Understanding paediatric protective immunity to acquisition of TB infection is vital in order to guide targeting of preventative and adjunctive therapy, vaccine design, and evaluation. Here, we compared vitamin D levels in latently infected children in a TB endemic country in children with a persistently negative TST despite matched household M.tb exposure. We identified a trend towards lower vitamin D levels in children with TB infection than those without evidence of infection; however, this did not reach significance. The trend was consistent in the subgroup analysis restricted to pairs of children where the highly TB-exposed infected children had consistent IGRA/TST results at baseline.
A 2020 household contact study in UK children found a stepwise decline in vitamin D levels from non-infected children to those with TB infection and then children with TB disease, with a significant difference between those with TB infection and TB disease 12. In a large study of 9810 Mongolian school children, Ganmaa et al. report an adjusted risk ratio of 1.23 [95% CI, 1.08–1.40], p = 0.002 for vitamin D deficiency, defined as < 10 ng/mL, and TB infection as determined by the QuantiFERON-TB (QFT) Gold assay 2. A subsequent phase 3 randomised controlled study in over 8,800 Mongolian children found that vitamin D oral supplementation over 3 years was not associated with any difference in QFT positivity, despite a mean increase of over 20 ng/mL vitamin D in the supplemented group 4.

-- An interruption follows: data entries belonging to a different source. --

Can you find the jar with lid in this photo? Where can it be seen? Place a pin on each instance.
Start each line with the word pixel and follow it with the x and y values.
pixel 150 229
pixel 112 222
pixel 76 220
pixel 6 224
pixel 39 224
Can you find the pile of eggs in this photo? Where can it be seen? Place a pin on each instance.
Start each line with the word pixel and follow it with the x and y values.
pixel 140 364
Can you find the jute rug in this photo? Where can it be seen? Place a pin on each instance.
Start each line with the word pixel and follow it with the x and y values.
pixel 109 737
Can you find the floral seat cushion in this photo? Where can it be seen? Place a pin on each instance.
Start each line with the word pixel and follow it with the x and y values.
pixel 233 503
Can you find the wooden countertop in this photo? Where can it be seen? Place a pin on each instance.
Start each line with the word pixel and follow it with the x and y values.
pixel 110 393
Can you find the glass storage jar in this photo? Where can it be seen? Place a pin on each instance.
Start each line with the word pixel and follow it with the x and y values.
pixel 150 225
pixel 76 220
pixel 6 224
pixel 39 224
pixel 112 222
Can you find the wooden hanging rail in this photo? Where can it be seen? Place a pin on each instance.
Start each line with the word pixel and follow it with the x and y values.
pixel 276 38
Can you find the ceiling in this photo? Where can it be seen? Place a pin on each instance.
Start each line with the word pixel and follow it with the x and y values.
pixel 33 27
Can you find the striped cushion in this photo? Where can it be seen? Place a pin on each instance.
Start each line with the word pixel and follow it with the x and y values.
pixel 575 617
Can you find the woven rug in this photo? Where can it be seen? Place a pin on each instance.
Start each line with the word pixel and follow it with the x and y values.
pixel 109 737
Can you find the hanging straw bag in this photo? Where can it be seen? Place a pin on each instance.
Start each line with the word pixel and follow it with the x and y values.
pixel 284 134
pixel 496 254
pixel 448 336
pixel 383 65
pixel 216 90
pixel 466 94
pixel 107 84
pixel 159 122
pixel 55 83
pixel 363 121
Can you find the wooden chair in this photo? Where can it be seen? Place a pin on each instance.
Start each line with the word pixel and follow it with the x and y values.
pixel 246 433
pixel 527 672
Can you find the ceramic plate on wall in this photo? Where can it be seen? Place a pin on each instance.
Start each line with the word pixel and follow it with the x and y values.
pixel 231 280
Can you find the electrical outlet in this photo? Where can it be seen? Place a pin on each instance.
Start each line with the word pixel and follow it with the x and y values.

A meta-analysis of 3,544 (mainly adult) participants from 13 countries included in prospective trials investigating vitamin D and TB risk found a median vitamin D level of 26 ng/mL (65.0 nmol/L; IQR 19.5–33.4 ng/mL) and a dose-dependent relationship between deficiency of vitamin D (< 10 ng/mL) and increased risk of incident TB, a finding which was significantly exacerbated by HIV 1. Another meta-analysis restricted to children < 18 years found that vitamin D deficiency was associated with TB with a pooled OR of 1.78 (95% CI 1.30–2.44, p < 0.05); however, the definition of vitamin D deficiency varied between < 30 ng/mL, < 20 ng/mL, and < 10 ng/mL in the studies included 13. The applicability of these findings to the Gambian population being studied here is not clear. While no Gambian children studied here would be classed as deficient using the 10 ng/mL (25 nmol/L) threshold for vitamin D deficiency, between 37.5% (highly TB-exposed uninfected) and 62.5% (highly TB-exposed infected) would be classed as insufficient by the thresholds used here. The Mongolian phase 3 study found that 31.8% of children had vitamin D levels below 10 ng/mL 4, and between 24% (of uninfected children) and 63% (of children with TB disease) included in the UK study were deemed vitamin D deficient using the same threshold 12.
While the trend between elevated vitamin D and absence of TB infection despite high TB-exposure reported here is consistent with results from existing literature 1, 12, a study in Gambian adults reporting higher serum vitamin D levels in adults with TB disease compared to household contacts 5 points towards variation in associations even within the same country.
Strengths of this study include the careful exposure-matched study design, comparing experimental data on samples from school-age children with TB infection to those who remain persistently uninfected despite defined household contact with an adult with smear-positive pulmonary tuberculosis. The original study was not powered to detect differences in vitamin D levels. Therefore, the small sample size of pairs of children from whom sufficient sample was available for this exploratory analysis is a limitation. IGRA status was available at baseline for the highly TB-exposed infected children but was not available for the highly TB-exposed uninfected children. Potentially confounding factors that may affect vitamin D levels (such as diet) are likely to be equally distributed within pairs living in the same household compound; therefore, the magnitude of vitamin D differences may be small.
Our data from this largely vitamin D-sufficient group of children with household tuberculosis exposure in a tropical African climate contribute to the body of evidence that higher vitamin D levels may be linked to lower risk of acquisition of TB infection. Larger studies utilising similar epidemiological designs in high TB-prevalence countries with distinct climates are required to further elucidate the connection between vitamin D levels and immunity against tuberculosis infection.